The Department’s Antitrust Division today filed a civil antitrust lawsuit in U.S. District Court for the District of Columbia, along with the proposed settlement that, if approved by the court, would resolve the lawsuit.
According to the complaint, after Smithfield and Premium Standard announced their proposed merger in September 2006, Smithfield exercised operational control over a significant segment of Premium Standard’s business without observing the premerger waiting period requirement in violation of federal antitrust law. Such conduct, commonly known as "gun jumping" violates the Hart-Scott-Rodino (HSR) Act of 1976.

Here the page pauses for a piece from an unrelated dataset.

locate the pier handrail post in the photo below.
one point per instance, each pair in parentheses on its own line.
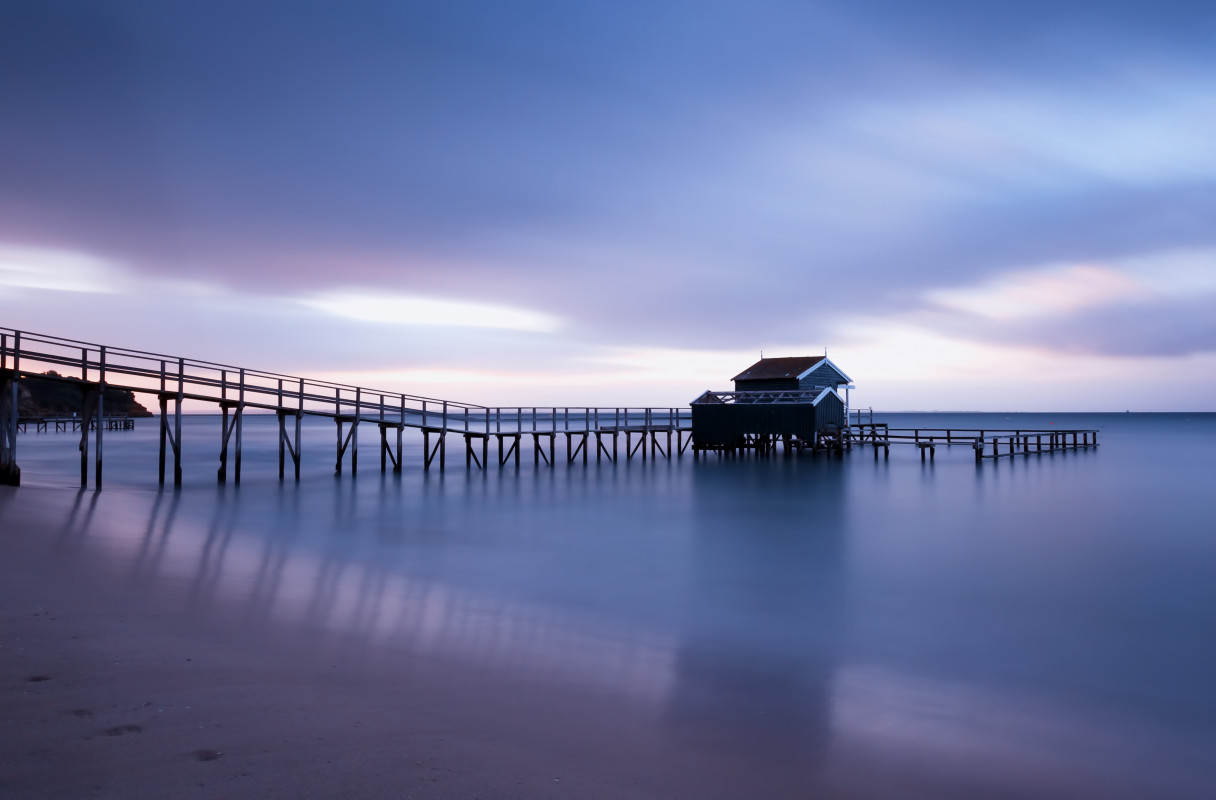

After entering into the merger agreement, Premium Standard stopped exercising its independent business judgment with respect to hog procurement. Instead, Premium Standard sought Smithfield’s consent for all of the hog procurement contracts that arose during the waiting period, providing Smithfield with the contract terms, including price, quantity and duration. The hog procurement contracts were necessary to Premium Standard’s ongoing business and were entered into in the ordinary course. Requiring a buyer’s approval of the seller’s ordinary course contracts can prematurely transfer operational control, violating premerger notification requirements, the Department said.
"Merging companies must remain independent in their ordinary business operations, including purchasing decisions, until the end of the premerger waiting period," said Christine Varney, Assistant Attorney General in charge of the Department’s Antitrust Division. "Observing the waiting period ensures that the marketplace remains competitive which ultimately benefits consumers."

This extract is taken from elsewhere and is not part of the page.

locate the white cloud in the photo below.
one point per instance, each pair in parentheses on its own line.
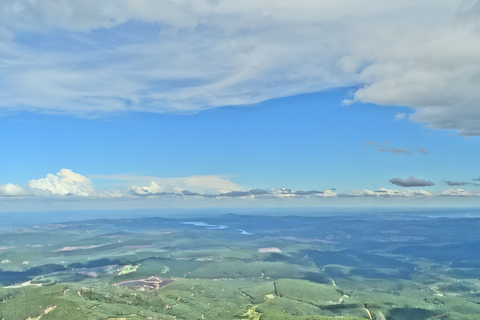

The HSR Act requires companies planning mergers or acquisitions that meet certain threshold requirements to file premerger notifications with the Department of Justice and Federal Trade Commission. The Act gives the federal antitrust agencies an opportunity before the parties merge to investigate the proposed transactions and determine whether they would violate the antitrust laws. When the HSR Act applies, it requires that companies observe a waiting period before the acquisition occurs. A purpose of the waiting period is to preserve the companies as independent companies in case the proposed merger or acquisition is blocked so that the competition that the antitrust laws protect does not suffer.
Federal courts can assess civil penalties for premerger notification or waiting period violations under the HSR Act in lawsuits brought by the Department of Justice. During the time period relevant to this case, the maximum civil penalty for a party in violation of the HSR Act is $11,000 for each day it is in violation. The Department’s complaint does not challenge the underlying merger, which the companies announced they had closed on May 7, 2007.
Smithfield is headquartered in Smithfield, Va. Premium Standard, now a subsidiary of Smithfield, maintains its principal offices in Princeton, Mo.